Jeśli ze zbrodni robi się prawo, to mamy do czynienia z jakimś koszmarnym pomyleniem pojęć. Aborcja jest zbrodnią, jest zabójstwem. Nie można ze zbrodni czynić prawa – powiedział w sobotę w RMF FM minister edukacji i nauki Przemysław Czarnek.
Czarnek był pytany o to, dlaczego Sejm odrzucił w czwartek w pierwszym czytaniu projekt ustawy o bezpiecznym przerywaniu ciąży, zakładający m.in. prawo do przerwania ciąży do 12. tygodnia.
– Cieszę się z tego, co się stało w Stanach Zjednoczonych. Od mniej więcej 1968 r. w Europie Zachodniej i w świecie Zachodu obserwujemy powolny upadek naszej cywilizacji. Jeśli ze zbrodni robi się prawo, to mamy do czynienia z jakimś koszmarnym pomyleniem pojęć. Aborcja jest zbrodnią, jest zabójstwem. W związku z tym nigdy nie będziemy głosować za zbrodnią – stwierdził.
Zobacz także: Życie wygrało w USA. Koniec konstytucyjnego prawa do aborcji
Minister edukacji i nauki przyznał, że choć posłowie PiS w przeszłości twierdzili, że partia rządząca przynajmniej skieruje do komisji każdy projekt obywatelski, to „nie każdy projekt obywatelski nadaje się do głosowania”.
– Projekt, który ze zbrodni robi prawo, nie nadaje się do głosowania „za” – ocenił.
– Wyobraża sobie pan na przykład projekt, że będziemy zabijać staruszka, który nie ma nóg i rąk tylko dlatego, że nie jest w stanie samodzielnie żyć i że będziemy go procedować przez komisje? Przecież to jest skandal – podkreślił.
Zdaniem Czarnka wartości, które leżały u podstaw społeczeństwa od tysięcy lat, dzisiaj są dziś „zwalczane, a nawet całkowicie rugowane”.
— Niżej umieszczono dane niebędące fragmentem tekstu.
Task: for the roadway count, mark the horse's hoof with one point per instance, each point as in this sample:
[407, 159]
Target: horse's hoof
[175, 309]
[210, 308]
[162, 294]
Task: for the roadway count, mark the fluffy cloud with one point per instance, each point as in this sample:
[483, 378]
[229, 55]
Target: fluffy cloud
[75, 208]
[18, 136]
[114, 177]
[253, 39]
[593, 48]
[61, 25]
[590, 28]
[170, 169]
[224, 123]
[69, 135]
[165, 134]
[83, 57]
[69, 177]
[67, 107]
– Przejawem tego i przykładem tego jest czynienie ze zbrodni prawa. Zbrodnia nigdy nie jest prawem (…). Nie można ze zbrodni czynić prawa – zaznaczył.
Dodał, że „człowiek w łonie matki jest po prostu człowiekiem – bez względu na to, kto jakie ma poglądy”. – Nie zmienia to faktu, że człowiek, który nie ma rąk i nóg, nie może żyć samodzielne, też jest człowiekiem i każdy człowiek ma prawo do życia. To stwierdził Trybunał Konstytucyjny nie tylko w orzeczeniu sprzed 1,5 roku, ale również w orzeczeniach sprzed 20 lat – przypomniał minister edukacji i nauki.
Zaznaczył, że „mamy w Polsce dzisiaj przepisy prawa, które mogą być wzorem dla całego świata”. – Dzisiaj w Polsce chronimy życie człowieka na każdym etapie jego rozwoju, w każdej jego fazie, najlepiej w Europie i najlepiej w świecie, dlatego nie musimy z nikogo brać przykładu – stwierdził.
Dodał, że w Polsce nie będzie zaostrzenia prawa aborcyjnego.